Adjusted EBITDA rose 28% to ₹364 crore during the quarter. Business-to-consumer net order value (NOV) climbed 55% YoY to ₹25,732 crore, taking the annualised run rate beyond the ₹1 lakh crore mark.
According to the company, Blinkit, its fastest-growing vertical, reported a positive adjusted EBITDA of ₹4 crore in Q3FY26. Hyperpure, which supplies ingredients and kitchen essentials to restaurants, also turned profitable, posting a net profit of ₹1 crore after being loss-making until the previous quarter.
In a key leadership development, founder Deepinder Goyal stepped down as Group CEO of Eternal, stating that he seeks the freedom to pursue “significantly higher-risk” ideas that no longer align with the strategic framework of a listed entity. In a post on X addressed to shareholders, Goyal said he would continue on the board as vice chairman, subject to shareholder approval, while Blinkit CEO Albinder Dhindsa will take over as the new Group CEO, effective February 1, 2026.

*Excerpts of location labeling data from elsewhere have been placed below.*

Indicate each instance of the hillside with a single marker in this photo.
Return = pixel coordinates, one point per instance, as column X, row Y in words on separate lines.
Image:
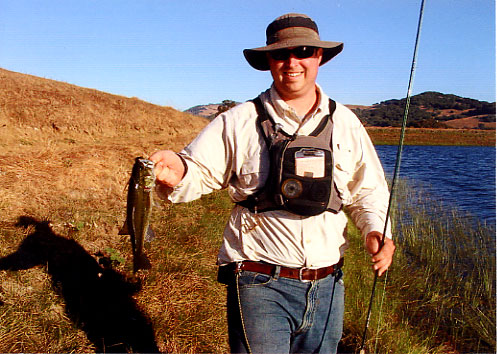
column 66, row 154
column 427, row 110
column 60, row 138
column 431, row 110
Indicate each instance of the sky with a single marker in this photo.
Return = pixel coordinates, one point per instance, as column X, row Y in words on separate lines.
column 187, row 53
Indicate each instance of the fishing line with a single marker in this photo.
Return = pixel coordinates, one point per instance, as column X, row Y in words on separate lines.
column 397, row 166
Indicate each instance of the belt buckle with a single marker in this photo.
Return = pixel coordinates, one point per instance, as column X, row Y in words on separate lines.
column 300, row 275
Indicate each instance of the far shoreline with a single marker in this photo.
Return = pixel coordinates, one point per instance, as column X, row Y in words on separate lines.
column 432, row 136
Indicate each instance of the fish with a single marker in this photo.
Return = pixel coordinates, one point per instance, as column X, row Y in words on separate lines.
column 138, row 211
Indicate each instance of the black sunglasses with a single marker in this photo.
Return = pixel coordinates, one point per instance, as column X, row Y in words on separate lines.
column 299, row 52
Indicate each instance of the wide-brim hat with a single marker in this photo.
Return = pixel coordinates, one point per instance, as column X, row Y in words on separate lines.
column 287, row 31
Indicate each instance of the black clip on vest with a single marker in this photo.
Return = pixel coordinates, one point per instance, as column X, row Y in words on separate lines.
column 301, row 169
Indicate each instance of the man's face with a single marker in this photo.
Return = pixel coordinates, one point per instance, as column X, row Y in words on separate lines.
column 293, row 77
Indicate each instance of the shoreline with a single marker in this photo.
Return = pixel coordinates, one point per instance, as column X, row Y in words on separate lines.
column 432, row 136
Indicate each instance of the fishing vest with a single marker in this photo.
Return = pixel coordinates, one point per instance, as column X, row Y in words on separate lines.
column 301, row 169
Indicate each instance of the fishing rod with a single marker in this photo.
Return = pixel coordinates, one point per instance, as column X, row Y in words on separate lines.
column 397, row 167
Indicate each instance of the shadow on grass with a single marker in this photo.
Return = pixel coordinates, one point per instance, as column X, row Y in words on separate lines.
column 98, row 299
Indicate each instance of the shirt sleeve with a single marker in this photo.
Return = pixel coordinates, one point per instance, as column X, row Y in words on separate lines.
column 208, row 159
column 368, row 189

Following the Q3 earnings announcement and a key leadership transition, brokerages have largely remained bullish on Eternal, citing its market leadership in both quick commerce and food delivery, and the long-term optionality in Blinkit, which many view as a generational opportunity in grocery, retail, and ecommerce disruption.

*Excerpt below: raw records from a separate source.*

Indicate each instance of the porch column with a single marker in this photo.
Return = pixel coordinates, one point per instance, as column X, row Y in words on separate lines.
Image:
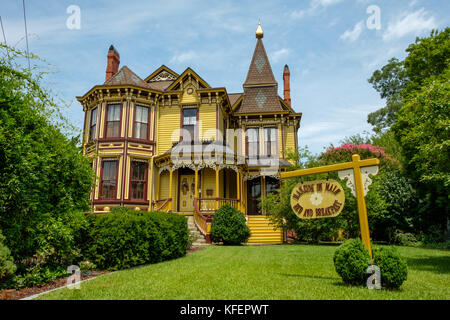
column 238, row 191
column 150, row 186
column 158, row 180
column 196, row 182
column 241, row 195
column 170, row 188
column 217, row 186
column 263, row 191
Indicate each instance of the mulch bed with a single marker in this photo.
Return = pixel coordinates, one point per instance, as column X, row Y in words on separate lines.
column 61, row 282
column 57, row 283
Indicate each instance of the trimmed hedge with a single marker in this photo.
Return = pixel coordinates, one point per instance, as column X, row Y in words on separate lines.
column 229, row 226
column 394, row 270
column 351, row 260
column 125, row 238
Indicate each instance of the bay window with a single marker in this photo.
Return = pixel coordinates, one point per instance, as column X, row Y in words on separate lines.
column 270, row 142
column 189, row 124
column 93, row 124
column 109, row 179
column 138, row 179
column 253, row 142
column 113, row 117
column 141, row 123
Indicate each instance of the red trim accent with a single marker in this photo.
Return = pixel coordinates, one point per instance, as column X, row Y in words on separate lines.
column 145, row 185
column 196, row 133
column 164, row 203
column 106, row 121
column 282, row 139
column 120, row 139
column 149, row 113
column 101, row 179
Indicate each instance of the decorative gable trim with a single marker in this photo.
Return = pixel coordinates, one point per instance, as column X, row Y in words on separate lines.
column 163, row 73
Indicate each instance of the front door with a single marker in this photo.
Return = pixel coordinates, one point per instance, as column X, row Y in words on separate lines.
column 253, row 196
column 187, row 192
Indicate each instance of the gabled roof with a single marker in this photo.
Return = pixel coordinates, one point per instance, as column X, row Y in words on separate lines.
column 126, row 77
column 163, row 73
column 234, row 97
column 186, row 72
column 260, row 71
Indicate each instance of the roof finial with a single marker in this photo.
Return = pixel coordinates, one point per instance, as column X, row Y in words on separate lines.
column 259, row 32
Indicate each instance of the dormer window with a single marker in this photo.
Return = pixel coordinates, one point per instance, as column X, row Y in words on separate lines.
column 113, row 120
column 93, row 124
column 270, row 141
column 189, row 124
column 253, row 142
column 141, row 121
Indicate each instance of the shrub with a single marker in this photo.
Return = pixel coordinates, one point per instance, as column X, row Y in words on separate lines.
column 7, row 266
column 229, row 226
column 351, row 260
column 394, row 270
column 405, row 239
column 127, row 238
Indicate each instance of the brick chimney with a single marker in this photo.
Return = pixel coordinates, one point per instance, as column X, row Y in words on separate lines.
column 287, row 88
column 112, row 66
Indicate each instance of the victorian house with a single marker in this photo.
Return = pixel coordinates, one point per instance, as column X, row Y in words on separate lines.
column 171, row 142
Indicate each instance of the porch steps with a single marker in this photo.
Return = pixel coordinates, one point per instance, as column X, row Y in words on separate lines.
column 199, row 238
column 262, row 231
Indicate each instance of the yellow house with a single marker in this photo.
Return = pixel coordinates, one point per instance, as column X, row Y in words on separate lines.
column 171, row 142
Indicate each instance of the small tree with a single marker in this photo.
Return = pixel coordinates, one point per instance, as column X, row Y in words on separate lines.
column 229, row 226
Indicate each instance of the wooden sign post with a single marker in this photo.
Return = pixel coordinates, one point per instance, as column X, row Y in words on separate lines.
column 357, row 175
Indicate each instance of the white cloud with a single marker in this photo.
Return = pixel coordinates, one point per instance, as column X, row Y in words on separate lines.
column 314, row 6
column 353, row 35
column 183, row 57
column 279, row 54
column 412, row 23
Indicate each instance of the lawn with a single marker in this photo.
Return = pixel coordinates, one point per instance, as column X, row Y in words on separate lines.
column 262, row 272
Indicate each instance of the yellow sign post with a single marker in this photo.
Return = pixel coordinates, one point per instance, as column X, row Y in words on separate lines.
column 357, row 172
column 318, row 199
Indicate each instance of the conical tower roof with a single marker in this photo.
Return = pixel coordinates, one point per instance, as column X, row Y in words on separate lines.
column 260, row 71
column 260, row 87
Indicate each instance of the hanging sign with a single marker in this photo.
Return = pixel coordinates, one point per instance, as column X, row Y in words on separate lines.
column 318, row 199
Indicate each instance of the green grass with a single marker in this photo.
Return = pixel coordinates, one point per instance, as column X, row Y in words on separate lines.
column 262, row 272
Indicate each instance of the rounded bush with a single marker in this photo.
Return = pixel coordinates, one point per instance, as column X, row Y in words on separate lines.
column 229, row 226
column 126, row 238
column 351, row 260
column 394, row 270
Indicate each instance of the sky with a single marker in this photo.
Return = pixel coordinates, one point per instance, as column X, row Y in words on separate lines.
column 331, row 46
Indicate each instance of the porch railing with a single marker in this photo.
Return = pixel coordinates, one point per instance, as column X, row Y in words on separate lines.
column 163, row 204
column 204, row 209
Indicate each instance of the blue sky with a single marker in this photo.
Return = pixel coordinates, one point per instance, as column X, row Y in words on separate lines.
column 327, row 44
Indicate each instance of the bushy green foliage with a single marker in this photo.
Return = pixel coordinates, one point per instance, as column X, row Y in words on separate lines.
column 229, row 226
column 351, row 261
column 423, row 132
column 417, row 114
column 7, row 266
column 124, row 238
column 394, row 270
column 45, row 180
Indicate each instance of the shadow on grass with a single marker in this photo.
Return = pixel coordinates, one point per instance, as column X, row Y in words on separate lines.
column 305, row 276
column 434, row 264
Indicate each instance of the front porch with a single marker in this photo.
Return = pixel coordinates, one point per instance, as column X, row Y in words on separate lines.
column 195, row 185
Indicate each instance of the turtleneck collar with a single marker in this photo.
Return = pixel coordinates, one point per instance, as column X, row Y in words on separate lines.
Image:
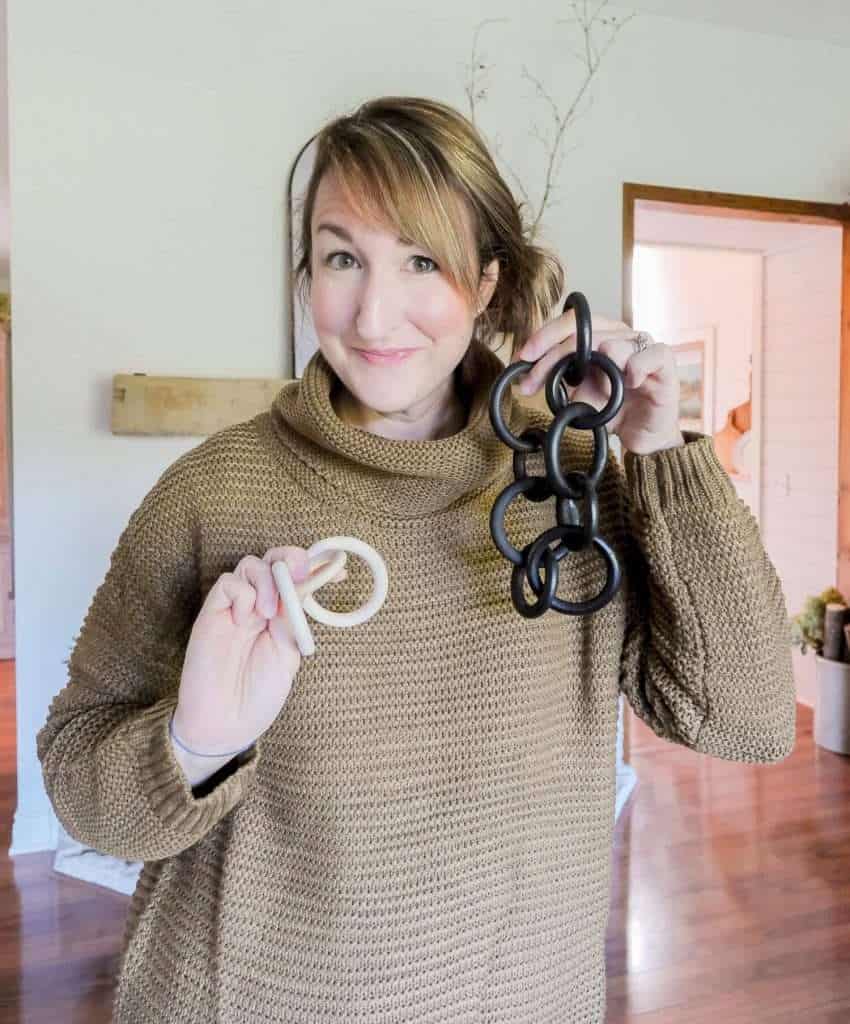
column 408, row 478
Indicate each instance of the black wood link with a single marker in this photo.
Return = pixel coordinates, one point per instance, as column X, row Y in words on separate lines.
column 570, row 487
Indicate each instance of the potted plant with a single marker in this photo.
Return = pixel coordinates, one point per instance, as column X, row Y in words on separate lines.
column 832, row 710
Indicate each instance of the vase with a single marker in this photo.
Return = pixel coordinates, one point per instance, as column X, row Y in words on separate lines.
column 832, row 710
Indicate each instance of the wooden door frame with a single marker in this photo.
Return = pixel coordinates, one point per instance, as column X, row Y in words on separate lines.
column 762, row 208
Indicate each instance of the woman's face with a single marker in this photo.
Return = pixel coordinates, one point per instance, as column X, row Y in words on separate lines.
column 374, row 293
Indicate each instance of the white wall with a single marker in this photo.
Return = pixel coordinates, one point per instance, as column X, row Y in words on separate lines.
column 150, row 148
column 801, row 424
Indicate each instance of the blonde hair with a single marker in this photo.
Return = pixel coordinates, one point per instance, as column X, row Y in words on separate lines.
column 421, row 168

Motilal Oswal maintained its ‘Buy’ rating, noting that the food delivery business remains stable, while Blinkit offers a long-term opportunity to participate in the disruption of retail, grocery, and ecommerce. However, the brokerage cautioned that while food delivery growth is recovering, the pace of normalisation remains gradual. It also expects the recent EBITDA relief in Blinkit to be short-lived, as competitive intensity in quick commerce re-accelerates.
On the leadership transition, Motilal Oswal said the CEO change appears orderly, though the division of responsibilities between management and the board remains unclear at this stage. “While we believe day-to-day execution is unlikely to be disrupted, the change does introduce some uncertainty to the business,” it said.

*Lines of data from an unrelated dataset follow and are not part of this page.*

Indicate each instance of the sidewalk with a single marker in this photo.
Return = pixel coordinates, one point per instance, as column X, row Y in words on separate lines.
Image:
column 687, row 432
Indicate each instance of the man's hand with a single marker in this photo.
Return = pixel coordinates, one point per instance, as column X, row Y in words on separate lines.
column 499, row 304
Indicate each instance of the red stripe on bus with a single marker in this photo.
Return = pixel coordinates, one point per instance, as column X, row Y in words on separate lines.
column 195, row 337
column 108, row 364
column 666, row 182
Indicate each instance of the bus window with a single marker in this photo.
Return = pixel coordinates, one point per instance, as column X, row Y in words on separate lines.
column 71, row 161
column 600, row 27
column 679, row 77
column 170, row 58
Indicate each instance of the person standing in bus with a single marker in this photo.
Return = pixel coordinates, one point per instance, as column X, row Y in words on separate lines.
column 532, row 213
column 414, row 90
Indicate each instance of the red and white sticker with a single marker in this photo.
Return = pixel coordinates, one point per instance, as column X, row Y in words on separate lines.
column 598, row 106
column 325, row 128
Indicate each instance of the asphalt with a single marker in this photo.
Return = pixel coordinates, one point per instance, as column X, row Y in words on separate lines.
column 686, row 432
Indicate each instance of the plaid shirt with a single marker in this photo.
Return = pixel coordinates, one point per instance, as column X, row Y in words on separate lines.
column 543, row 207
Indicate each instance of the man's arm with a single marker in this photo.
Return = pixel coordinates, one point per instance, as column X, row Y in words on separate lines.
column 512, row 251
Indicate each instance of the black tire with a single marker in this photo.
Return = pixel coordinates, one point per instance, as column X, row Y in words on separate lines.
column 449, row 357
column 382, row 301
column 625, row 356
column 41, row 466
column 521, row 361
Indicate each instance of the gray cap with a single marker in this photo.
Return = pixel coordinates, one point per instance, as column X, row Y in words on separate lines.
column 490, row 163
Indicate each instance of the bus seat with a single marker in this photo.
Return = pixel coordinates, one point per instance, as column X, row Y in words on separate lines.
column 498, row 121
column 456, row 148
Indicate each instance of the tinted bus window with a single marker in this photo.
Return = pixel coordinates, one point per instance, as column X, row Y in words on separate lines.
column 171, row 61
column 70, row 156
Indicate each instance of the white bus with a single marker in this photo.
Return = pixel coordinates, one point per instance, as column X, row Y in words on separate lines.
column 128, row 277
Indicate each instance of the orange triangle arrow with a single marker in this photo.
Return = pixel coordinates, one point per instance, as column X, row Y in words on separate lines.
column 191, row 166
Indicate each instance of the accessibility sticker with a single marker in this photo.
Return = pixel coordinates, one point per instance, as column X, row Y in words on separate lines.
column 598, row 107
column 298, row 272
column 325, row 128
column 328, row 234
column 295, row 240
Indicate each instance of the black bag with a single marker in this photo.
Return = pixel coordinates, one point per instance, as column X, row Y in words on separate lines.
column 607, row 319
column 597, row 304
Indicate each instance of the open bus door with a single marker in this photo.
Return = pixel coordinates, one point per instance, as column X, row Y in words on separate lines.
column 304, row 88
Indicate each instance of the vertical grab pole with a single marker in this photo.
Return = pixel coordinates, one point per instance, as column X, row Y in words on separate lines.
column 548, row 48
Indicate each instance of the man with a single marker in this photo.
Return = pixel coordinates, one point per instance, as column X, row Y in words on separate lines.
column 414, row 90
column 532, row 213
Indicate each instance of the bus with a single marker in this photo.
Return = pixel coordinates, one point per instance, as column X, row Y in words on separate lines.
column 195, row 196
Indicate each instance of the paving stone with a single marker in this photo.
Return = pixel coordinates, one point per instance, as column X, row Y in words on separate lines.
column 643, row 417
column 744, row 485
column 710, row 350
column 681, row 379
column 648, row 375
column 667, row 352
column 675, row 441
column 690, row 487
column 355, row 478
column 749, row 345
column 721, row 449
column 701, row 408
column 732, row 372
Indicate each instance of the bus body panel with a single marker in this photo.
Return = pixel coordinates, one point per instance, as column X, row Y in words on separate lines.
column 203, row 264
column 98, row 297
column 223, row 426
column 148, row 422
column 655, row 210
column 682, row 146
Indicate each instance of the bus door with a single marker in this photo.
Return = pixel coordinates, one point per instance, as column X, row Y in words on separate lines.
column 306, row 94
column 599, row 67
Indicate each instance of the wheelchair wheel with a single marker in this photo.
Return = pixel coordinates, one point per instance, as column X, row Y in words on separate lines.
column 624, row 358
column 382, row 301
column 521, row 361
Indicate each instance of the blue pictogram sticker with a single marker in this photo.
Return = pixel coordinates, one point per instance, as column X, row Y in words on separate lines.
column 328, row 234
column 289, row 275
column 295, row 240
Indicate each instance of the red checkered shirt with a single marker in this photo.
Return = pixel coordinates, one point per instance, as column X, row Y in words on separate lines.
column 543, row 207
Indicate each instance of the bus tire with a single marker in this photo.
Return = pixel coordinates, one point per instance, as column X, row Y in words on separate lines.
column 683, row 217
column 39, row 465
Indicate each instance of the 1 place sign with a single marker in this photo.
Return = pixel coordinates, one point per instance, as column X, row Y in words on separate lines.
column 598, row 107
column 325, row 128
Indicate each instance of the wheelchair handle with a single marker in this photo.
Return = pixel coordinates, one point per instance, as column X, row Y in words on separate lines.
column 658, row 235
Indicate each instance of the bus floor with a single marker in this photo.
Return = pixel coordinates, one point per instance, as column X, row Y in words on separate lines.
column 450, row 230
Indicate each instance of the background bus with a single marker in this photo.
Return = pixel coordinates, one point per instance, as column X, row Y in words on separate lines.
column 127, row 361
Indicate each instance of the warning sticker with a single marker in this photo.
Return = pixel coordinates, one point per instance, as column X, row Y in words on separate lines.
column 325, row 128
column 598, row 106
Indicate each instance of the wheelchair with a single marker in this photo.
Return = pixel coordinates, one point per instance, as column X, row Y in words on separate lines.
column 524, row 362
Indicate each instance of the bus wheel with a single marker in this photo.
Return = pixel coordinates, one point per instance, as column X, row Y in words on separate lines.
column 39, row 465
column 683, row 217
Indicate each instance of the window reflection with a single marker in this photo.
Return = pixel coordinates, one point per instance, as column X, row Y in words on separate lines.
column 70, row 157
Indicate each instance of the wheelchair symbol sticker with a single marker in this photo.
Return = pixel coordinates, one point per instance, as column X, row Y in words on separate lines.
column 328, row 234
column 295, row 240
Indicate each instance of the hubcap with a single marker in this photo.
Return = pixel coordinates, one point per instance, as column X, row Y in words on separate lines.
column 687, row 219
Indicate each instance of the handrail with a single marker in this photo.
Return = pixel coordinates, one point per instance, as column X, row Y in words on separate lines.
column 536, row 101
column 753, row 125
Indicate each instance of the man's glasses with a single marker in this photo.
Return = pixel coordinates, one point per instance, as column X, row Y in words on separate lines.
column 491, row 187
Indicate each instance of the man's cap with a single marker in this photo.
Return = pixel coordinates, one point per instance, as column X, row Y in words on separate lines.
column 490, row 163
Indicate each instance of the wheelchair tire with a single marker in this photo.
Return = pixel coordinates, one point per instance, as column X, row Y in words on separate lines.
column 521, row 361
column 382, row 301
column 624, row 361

JM Financial reiterated its ‘Buy’ rating on Eternal, with an unchanged target price of ₹400. The brokerage broadly maintained its net order value (NOV) and EBITDA estimates for Zomato’s food delivery business, while trimming FY27-FY28 estimates by 5-6% to account for sustained competitive intensity over the medium term. At the same time, JM Financial raised Blinkit’s margin estimates by 20-45 basis points over FY26-FY28, citing better-than-expected operating leverage in Q3FY26.
For Hyperpure, JM Financial increased revenue estimates by 6-25% and raised adjusted EBITDA margin assumptions by 35-196 basis points, in line with management’s medium-term guidance. On the leadership change, the brokerage said the transition is expected to be smooth, as it elevates a leader with a proven track record of scaling a business that now represents the cornerstone of Eternal’s future growth.
Emkay Global also retained its ‘Buy’ rating but cut its target price by around 14% to ₹370, from ₹430 earlier. The brokerage said Q3FY26 results surprised positively on profitability, though NOV growth fell short of expectations, rising 13.9% quarter-on-quarter versus the Street estimate of 18.9%. Food delivery performance was broadly in line with expectations.
Emkay noted that Blinkit prioritised profitability over growth during the quarter and reiterated its view that during a “land-grab” phase, companies should focus on market share over near-term margins to build scale that can be monetised over time. While the brokerage acknowledged that quick commerce can be highly profitable at scale and that Blinkit’s execution remains strong, it expects competitive intensity in the segment to intensify, potentially slowing margin expansion.